Daraus ist diese eigen-willige Kombination entstanden.Sie gibt in einen Interview dazu Auskunft.Musik als Ausdruck der Liebe,als Tor zur Transcendenz. Grimaud ringt mit sich und hat genug Energie, ein Konzept durchzusetzen, das nicht Hörerwartungen bedient, und weitere Aufnahmen bekannter Werke bringt. Die Chor-Fantasie Beethovens ist ein Nebenwerk, das Stück von Corigliano und Pärt sind weitgehend unbekannt. Das ein label Geld verdienen will und dann diese Künstlerin doch vermarktet, ist ein unaufhebbares Paradoxon.
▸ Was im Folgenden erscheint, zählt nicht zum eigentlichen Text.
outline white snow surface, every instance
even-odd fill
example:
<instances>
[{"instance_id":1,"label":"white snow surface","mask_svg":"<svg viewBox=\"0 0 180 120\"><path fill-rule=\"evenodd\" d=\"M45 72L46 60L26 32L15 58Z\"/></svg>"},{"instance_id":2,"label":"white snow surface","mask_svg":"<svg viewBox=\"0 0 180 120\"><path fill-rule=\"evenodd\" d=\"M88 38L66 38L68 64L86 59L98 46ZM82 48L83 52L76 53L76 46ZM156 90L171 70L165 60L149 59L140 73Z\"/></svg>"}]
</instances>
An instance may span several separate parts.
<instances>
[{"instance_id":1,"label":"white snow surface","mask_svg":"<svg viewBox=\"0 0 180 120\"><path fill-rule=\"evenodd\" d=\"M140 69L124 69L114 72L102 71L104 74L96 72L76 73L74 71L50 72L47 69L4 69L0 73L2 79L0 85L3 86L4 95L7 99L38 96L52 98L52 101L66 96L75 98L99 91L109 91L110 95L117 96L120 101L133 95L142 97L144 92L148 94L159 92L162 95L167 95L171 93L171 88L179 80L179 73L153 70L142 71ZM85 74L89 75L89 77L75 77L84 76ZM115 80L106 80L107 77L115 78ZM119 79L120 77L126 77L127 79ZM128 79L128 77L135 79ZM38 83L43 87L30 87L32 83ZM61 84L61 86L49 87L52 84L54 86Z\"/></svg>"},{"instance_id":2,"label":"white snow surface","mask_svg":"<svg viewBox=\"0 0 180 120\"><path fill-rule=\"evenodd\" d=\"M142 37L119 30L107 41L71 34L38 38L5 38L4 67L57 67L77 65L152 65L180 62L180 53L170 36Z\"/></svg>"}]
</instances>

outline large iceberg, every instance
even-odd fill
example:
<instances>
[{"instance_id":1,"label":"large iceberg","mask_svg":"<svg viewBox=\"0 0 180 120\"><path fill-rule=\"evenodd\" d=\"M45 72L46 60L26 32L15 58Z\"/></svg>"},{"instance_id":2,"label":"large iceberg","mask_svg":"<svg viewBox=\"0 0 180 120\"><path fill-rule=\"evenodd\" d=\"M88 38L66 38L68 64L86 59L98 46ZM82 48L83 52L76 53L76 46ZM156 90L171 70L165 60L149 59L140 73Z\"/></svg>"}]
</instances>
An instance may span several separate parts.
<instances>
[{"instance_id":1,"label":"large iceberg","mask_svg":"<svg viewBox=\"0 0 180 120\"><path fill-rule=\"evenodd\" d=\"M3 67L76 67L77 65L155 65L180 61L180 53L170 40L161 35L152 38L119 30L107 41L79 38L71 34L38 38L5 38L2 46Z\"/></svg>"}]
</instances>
Die Interpretation der Chorfantasie ist voller Leidenschaft und gibt dem Werk damit eine Bedeutung,die in ihm steckt, aber durch heruntergespielte Interpretationen verdeckt bleiben kann, weil es so "schlicht" erscheint. Dieses seltsames Werk war Beethoven 1808 sicher eine Herzensangelegenheit, und genau deswegen spielt die Grimaud dieses Werk.
Die Interpretation der berühmten d-moll Sonate op. 31 Nr. 2 gelingt der Grimaud weniger.Die lyrischen Teile treten gegenüber den dramatischen ein wenig in den Hintergrund,starke Betonung der linken Hand dunkelt das Werk ein. Da gibt es bessere Interpretationen( aus neuerer Zeit Pollini z.B.